Further to the comments, let's look at 4 different tests/situations.

(a0) Merlin sends $|H'\rangle$ with $H'=H$ and Arthur tests whether $x\not\in H'$

(a1) Merlin sends $|H'\rangle$ with $H'$ being a non-sense encoding, and Arthur tests whether $x\not\in H'$

(b0) Merlin sends $|H'\rangle$ with $H'=H$ and Arthur tests whether $H'=H$

(b1) Merlin sends $|H'\rangle$ with $H'$ being a non-sense encoding, and Arthur tests whether $H'=H$

It seems like you are worried about the (a1) case - indeed, Arthur might be fooled into thinking that $x\not\in H$ only because Merlin maliciously sent a non-sense encoding.

However as long as Arthur can do the (b) tests sometimes, he has a chance of catching Merlin in a cheat. The (b) tests rely on the group-theoretic fact that Arthur, as weak as he is, can still create and Hadamard $|0\rangle|H'\rangle+|1\rangle |H'y\rangle$, for a $y\in H$ of Arthur's choice.

These (b) tests suffice to make sure that Merlin did not send a non-sense encoding, because if Merlin sent a non-sense encoding, then $\langle H'|H\rangle\le \epsilon$, and Arthur will measure $|1\rangle$ sometimes after Hadamarding $|0\rangle|H'\rangle+|1\rangle |H'y\rangle$.

When a system is in the state $\frac{1}{\sqrt{2}}(|0\rangle|H'\rangle+|1\rangle|H'y\rangle)$ and $|H'\rangle=|H'y\rangle$, then Hadamarding and measuring the left qubit will always return $0$, because the right qubits representing $H'$ and $H'y$ "destructively interfere."
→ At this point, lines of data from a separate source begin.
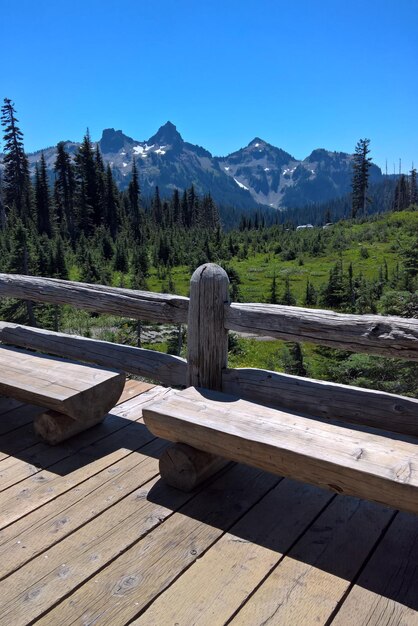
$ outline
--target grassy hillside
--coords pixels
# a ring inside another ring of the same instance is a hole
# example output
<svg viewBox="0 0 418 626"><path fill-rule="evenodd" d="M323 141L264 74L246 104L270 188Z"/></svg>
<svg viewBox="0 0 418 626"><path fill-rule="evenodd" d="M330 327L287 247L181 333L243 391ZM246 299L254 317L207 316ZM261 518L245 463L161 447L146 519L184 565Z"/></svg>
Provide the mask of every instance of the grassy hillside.
<svg viewBox="0 0 418 626"><path fill-rule="evenodd" d="M418 236L417 211L390 213L362 224L340 222L326 230L317 227L286 231L271 227L237 233L239 250L226 265L238 273L243 302L269 301L276 275L278 291L284 288L288 277L297 304L302 305L307 280L320 290L340 259L343 268L352 263L354 275L368 280L379 279L379 269L385 270L385 262L389 277L393 276L397 265L402 263L402 250L414 235ZM286 260L289 256L295 258ZM217 262L225 264L222 259ZM188 266L171 269L176 293L188 294L190 276ZM114 278L117 281L120 277ZM151 291L162 291L167 288L167 275L152 268L147 283Z"/></svg>

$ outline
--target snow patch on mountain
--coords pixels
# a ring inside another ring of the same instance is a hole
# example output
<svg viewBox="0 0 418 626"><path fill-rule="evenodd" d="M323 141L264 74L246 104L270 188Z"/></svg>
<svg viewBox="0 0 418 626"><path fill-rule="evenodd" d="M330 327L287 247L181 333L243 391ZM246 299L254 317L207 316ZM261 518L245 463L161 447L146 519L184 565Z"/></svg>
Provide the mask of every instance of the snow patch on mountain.
<svg viewBox="0 0 418 626"><path fill-rule="evenodd" d="M236 178L234 178L234 180L237 183L238 187L241 187L241 189L245 189L246 191L249 191L248 187L240 183L239 180L237 180Z"/></svg>

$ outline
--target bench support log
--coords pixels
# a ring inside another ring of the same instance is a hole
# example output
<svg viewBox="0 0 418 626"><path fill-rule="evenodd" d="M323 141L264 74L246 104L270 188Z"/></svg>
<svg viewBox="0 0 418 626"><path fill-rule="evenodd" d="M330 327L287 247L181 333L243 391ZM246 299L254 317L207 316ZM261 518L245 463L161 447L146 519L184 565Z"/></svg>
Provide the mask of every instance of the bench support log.
<svg viewBox="0 0 418 626"><path fill-rule="evenodd" d="M192 491L226 464L225 459L219 456L184 443L175 443L160 458L160 474L172 487Z"/></svg>
<svg viewBox="0 0 418 626"><path fill-rule="evenodd" d="M222 372L228 364L224 309L229 302L229 279L225 270L213 263L198 267L190 280L189 386L222 391ZM160 459L160 474L169 485L191 491L228 462L190 446L174 444Z"/></svg>
<svg viewBox="0 0 418 626"><path fill-rule="evenodd" d="M80 422L58 411L45 411L45 413L35 417L33 427L37 435L50 445L55 446L92 426L96 426L96 424L100 424L105 417L103 415L91 421Z"/></svg>

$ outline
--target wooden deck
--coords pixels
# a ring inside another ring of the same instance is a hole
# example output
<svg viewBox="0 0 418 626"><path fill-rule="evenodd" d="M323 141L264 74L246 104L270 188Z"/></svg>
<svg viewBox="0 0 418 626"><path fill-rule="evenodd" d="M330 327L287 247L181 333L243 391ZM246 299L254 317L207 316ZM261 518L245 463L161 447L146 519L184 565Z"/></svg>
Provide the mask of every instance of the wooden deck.
<svg viewBox="0 0 418 626"><path fill-rule="evenodd" d="M418 516L242 465L162 484L135 381L50 447L0 401L0 624L418 624Z"/></svg>

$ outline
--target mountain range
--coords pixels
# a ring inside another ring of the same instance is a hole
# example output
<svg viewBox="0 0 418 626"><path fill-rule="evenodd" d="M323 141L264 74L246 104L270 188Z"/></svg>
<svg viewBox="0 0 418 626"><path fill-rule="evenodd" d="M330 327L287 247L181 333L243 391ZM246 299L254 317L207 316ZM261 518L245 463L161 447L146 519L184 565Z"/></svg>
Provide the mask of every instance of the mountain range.
<svg viewBox="0 0 418 626"><path fill-rule="evenodd" d="M80 145L72 141L65 144L70 155L75 155ZM184 141L171 122L161 126L147 141L107 128L98 145L121 189L128 185L136 159L144 196L152 195L156 186L166 196L175 188L182 190L193 184L198 193L210 192L224 207L286 209L326 202L343 196L351 188L351 154L316 149L298 160L256 137L245 148L216 157L205 148ZM28 155L31 168L34 169L41 152L52 177L55 147ZM370 182L380 180L380 168L372 165Z"/></svg>

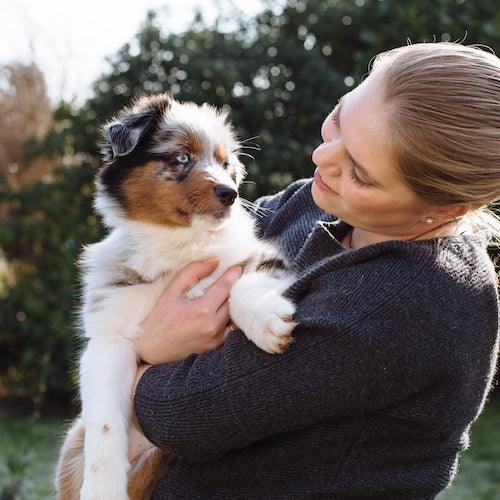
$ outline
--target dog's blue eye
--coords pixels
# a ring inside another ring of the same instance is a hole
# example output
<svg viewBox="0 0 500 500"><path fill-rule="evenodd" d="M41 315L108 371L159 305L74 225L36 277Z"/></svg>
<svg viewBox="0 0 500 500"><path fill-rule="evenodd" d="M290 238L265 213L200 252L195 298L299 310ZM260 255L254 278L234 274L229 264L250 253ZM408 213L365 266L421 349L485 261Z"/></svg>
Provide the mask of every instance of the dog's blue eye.
<svg viewBox="0 0 500 500"><path fill-rule="evenodd" d="M187 153L180 153L178 154L175 159L179 163L188 163L189 162L189 155Z"/></svg>

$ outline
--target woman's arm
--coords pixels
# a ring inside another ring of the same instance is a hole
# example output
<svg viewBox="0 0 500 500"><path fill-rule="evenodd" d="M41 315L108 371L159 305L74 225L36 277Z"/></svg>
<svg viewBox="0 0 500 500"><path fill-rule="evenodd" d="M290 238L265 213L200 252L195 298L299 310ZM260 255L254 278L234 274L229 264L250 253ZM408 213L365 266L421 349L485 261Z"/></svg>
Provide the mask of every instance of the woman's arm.
<svg viewBox="0 0 500 500"><path fill-rule="evenodd" d="M320 274L298 303L295 342L283 355L235 332L216 351L147 369L134 400L143 432L186 460L210 460L328 419L394 411L436 384L467 388L484 378L462 352L496 334L494 293L473 296L461 282L451 292L448 275L438 279L421 254L413 266L388 258L393 275L379 266Z"/></svg>
<svg viewBox="0 0 500 500"><path fill-rule="evenodd" d="M425 376L416 360L404 363L405 354L383 342L365 346L361 336L334 332L329 340L321 327L299 327L295 336L284 355L270 355L235 332L217 351L148 368L134 399L142 431L183 459L210 460L321 420L389 406L415 390L406 370L417 370L415 385Z"/></svg>
<svg viewBox="0 0 500 500"><path fill-rule="evenodd" d="M199 461L389 407L431 380L438 362L412 332L397 338L394 324L386 328L377 335L362 320L299 325L283 355L234 332L217 351L147 369L135 392L139 424L157 446Z"/></svg>

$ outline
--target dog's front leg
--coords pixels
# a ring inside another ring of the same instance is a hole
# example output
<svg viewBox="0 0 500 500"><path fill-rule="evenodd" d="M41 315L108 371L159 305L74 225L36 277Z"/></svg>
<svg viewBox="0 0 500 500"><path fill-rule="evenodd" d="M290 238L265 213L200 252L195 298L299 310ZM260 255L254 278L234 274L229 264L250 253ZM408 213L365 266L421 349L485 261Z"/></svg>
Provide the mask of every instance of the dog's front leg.
<svg viewBox="0 0 500 500"><path fill-rule="evenodd" d="M105 334L89 340L80 366L85 427L81 500L128 498L128 425L136 368L130 340Z"/></svg>
<svg viewBox="0 0 500 500"><path fill-rule="evenodd" d="M295 305L283 297L291 276L266 271L243 274L229 295L229 314L249 340L271 354L283 352L292 342Z"/></svg>

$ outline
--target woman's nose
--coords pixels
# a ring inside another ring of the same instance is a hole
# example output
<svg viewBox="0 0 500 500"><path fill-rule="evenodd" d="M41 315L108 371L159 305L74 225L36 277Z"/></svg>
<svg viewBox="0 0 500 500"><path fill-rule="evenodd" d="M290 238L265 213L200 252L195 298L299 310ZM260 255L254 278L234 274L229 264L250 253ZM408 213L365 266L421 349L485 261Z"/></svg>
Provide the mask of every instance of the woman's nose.
<svg viewBox="0 0 500 500"><path fill-rule="evenodd" d="M312 161L318 167L328 170L330 175L340 174L340 141L326 141L320 144L312 154Z"/></svg>

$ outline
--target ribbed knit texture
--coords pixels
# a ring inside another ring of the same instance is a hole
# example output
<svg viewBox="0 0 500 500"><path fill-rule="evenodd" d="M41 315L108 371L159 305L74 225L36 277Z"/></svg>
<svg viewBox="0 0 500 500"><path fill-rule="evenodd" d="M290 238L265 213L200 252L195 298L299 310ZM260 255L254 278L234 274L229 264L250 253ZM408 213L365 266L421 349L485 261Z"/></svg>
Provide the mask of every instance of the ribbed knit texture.
<svg viewBox="0 0 500 500"><path fill-rule="evenodd" d="M344 249L310 183L262 200L298 273L283 355L241 332L150 368L135 408L178 455L158 499L430 499L451 480L498 350L487 234Z"/></svg>

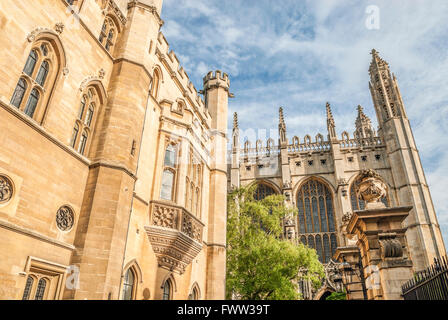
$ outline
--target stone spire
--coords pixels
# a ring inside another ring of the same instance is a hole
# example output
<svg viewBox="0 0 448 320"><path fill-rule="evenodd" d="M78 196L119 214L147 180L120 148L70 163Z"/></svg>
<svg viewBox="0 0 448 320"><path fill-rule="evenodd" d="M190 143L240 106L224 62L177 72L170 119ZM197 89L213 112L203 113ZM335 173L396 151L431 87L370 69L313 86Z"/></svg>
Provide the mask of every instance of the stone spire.
<svg viewBox="0 0 448 320"><path fill-rule="evenodd" d="M334 123L333 113L331 112L330 103L327 102L326 104L327 109L327 129L328 129L328 135L330 137L330 140L332 138L336 138L336 126Z"/></svg>
<svg viewBox="0 0 448 320"><path fill-rule="evenodd" d="M287 145L288 139L286 138L286 124L285 124L285 118L283 116L283 108L280 107L278 112L279 112L278 134L280 137L280 145Z"/></svg>
<svg viewBox="0 0 448 320"><path fill-rule="evenodd" d="M355 121L356 131L355 138L370 138L374 135L374 130L372 129L372 122L370 118L364 113L364 109L361 105L358 105L358 117Z"/></svg>
<svg viewBox="0 0 448 320"><path fill-rule="evenodd" d="M371 55L369 88L378 116L378 124L382 127L382 123L388 119L406 117L406 114L397 79L391 74L389 64L381 59L375 49L372 49Z"/></svg>
<svg viewBox="0 0 448 320"><path fill-rule="evenodd" d="M238 113L233 113L233 131L238 129Z"/></svg>

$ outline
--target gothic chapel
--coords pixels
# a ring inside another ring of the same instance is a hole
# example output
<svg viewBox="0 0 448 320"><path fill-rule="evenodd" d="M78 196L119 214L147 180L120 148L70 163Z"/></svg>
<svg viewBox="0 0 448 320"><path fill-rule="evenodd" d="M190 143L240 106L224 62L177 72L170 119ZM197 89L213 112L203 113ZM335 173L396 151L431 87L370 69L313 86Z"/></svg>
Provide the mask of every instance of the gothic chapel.
<svg viewBox="0 0 448 320"><path fill-rule="evenodd" d="M160 31L162 2L0 1L0 299L224 299L227 189L252 183L257 198L298 208L285 235L328 271L364 208L363 169L387 185L386 206L413 206L415 270L444 254L397 80L376 51L377 132L358 107L354 136L339 138L327 104L327 137L289 141L280 109L278 143L240 146L235 116L228 151L229 77L194 87Z"/></svg>

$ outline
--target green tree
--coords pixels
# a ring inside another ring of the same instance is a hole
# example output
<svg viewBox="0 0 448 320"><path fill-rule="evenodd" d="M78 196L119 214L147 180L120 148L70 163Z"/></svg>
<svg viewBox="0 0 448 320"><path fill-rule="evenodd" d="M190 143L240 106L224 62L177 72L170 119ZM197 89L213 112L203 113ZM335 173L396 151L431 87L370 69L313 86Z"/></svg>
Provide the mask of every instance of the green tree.
<svg viewBox="0 0 448 320"><path fill-rule="evenodd" d="M282 218L296 214L284 205L284 196L256 201L254 188L228 197L227 299L300 299L297 282L306 278L319 286L323 266L315 250L282 239Z"/></svg>
<svg viewBox="0 0 448 320"><path fill-rule="evenodd" d="M347 293L333 292L325 300L347 300Z"/></svg>

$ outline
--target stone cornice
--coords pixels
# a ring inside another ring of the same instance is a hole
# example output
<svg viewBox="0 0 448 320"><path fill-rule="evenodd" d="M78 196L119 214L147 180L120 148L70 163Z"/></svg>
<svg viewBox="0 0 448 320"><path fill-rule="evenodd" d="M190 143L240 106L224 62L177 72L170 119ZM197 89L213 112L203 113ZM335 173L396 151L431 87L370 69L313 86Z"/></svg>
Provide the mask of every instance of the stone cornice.
<svg viewBox="0 0 448 320"><path fill-rule="evenodd" d="M89 166L90 169L93 169L96 167L105 167L105 168L109 168L109 169L120 170L120 171L125 172L132 179L137 180L137 176L134 173L132 173L131 170L129 170L126 166L123 166L121 164L114 164L114 163L110 163L110 162L102 160L102 161L93 162Z"/></svg>

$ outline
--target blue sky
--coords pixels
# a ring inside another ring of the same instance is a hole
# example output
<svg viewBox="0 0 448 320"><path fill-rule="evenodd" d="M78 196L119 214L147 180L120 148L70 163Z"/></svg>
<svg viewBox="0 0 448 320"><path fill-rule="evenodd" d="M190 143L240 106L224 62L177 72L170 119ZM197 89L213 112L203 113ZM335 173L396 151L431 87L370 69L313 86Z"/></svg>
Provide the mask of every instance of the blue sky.
<svg viewBox="0 0 448 320"><path fill-rule="evenodd" d="M369 30L366 8L379 8ZM230 75L229 123L277 131L283 106L291 139L326 132L329 101L340 135L361 104L376 126L370 51L398 78L448 243L448 1L164 0L162 28L196 88L209 70ZM254 143L254 141L252 141Z"/></svg>

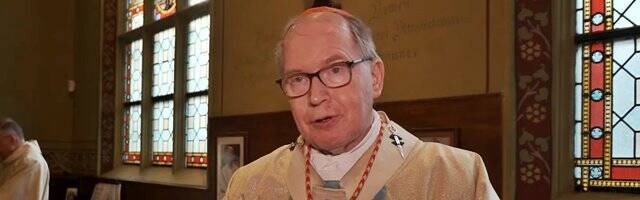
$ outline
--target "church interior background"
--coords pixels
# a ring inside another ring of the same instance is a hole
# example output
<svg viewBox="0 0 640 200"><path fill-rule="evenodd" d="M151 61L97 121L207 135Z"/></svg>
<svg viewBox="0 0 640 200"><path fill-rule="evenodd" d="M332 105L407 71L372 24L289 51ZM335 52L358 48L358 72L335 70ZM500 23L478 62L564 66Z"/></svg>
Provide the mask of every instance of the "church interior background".
<svg viewBox="0 0 640 200"><path fill-rule="evenodd" d="M375 108L478 152L503 199L638 198L640 1L463 1L338 1L385 62ZM313 3L6 1L0 116L51 199L218 198L222 166L297 136L273 48Z"/></svg>

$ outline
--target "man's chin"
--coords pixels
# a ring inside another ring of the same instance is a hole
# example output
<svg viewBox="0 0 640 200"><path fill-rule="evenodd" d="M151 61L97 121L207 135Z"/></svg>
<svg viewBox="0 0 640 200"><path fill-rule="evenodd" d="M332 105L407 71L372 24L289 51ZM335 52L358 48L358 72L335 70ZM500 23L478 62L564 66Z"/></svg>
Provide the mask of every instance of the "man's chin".
<svg viewBox="0 0 640 200"><path fill-rule="evenodd" d="M322 154L338 155L344 152L345 145L336 142L336 140L316 141L311 143L311 146Z"/></svg>

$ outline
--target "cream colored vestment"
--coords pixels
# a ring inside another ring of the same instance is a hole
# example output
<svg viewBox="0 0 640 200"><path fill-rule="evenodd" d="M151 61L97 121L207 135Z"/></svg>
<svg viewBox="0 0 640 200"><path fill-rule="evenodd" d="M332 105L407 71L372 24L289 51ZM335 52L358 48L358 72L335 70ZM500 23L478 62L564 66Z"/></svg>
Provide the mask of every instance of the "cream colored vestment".
<svg viewBox="0 0 640 200"><path fill-rule="evenodd" d="M25 142L0 163L0 199L49 199L49 167L38 142Z"/></svg>
<svg viewBox="0 0 640 200"><path fill-rule="evenodd" d="M422 142L398 124L391 121L390 125L403 139L406 158L392 144L392 131L387 128L358 199L498 199L478 154ZM282 146L241 167L233 175L225 198L306 199L302 147ZM341 189L322 187L323 180L312 168L313 198L351 197L371 153L372 148L347 172L340 181Z"/></svg>

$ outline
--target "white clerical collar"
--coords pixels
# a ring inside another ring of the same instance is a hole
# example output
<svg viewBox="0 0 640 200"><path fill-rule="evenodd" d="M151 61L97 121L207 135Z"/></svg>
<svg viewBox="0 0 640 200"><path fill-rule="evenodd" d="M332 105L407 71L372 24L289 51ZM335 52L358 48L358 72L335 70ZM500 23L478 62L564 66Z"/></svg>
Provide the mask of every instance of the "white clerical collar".
<svg viewBox="0 0 640 200"><path fill-rule="evenodd" d="M342 177L356 164L358 159L371 147L380 130L380 116L372 111L373 122L367 135L348 152L340 155L325 155L315 149L311 149L311 166L318 172L323 180L341 180Z"/></svg>

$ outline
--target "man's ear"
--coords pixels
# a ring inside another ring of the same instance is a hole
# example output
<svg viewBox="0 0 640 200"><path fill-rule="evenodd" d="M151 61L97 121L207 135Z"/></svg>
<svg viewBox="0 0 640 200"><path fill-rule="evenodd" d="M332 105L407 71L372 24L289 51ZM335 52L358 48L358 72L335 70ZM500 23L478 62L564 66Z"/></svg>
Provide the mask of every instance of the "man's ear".
<svg viewBox="0 0 640 200"><path fill-rule="evenodd" d="M382 95L382 88L384 86L384 62L382 62L382 59L376 58L373 60L371 76L373 84L373 98L375 99Z"/></svg>

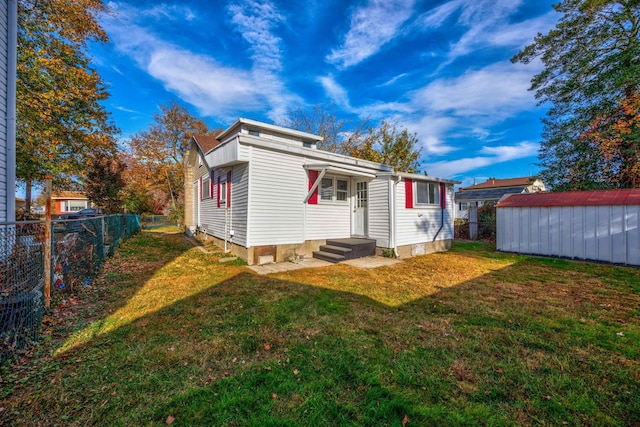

But there's the group-theoretic fact that if $y\not\in H'$, then $|H'\rangle\ne|H'y\rangle$. Then Hadamarding $\frac{1}{\sqrt{2}}(|0\rangle|H'\rangle+|1\rangle|H'y\rangle)$ will sometimes return $1$ in the left qubit, because the right qubits representing $H'$ and $H'y$ do not interfere.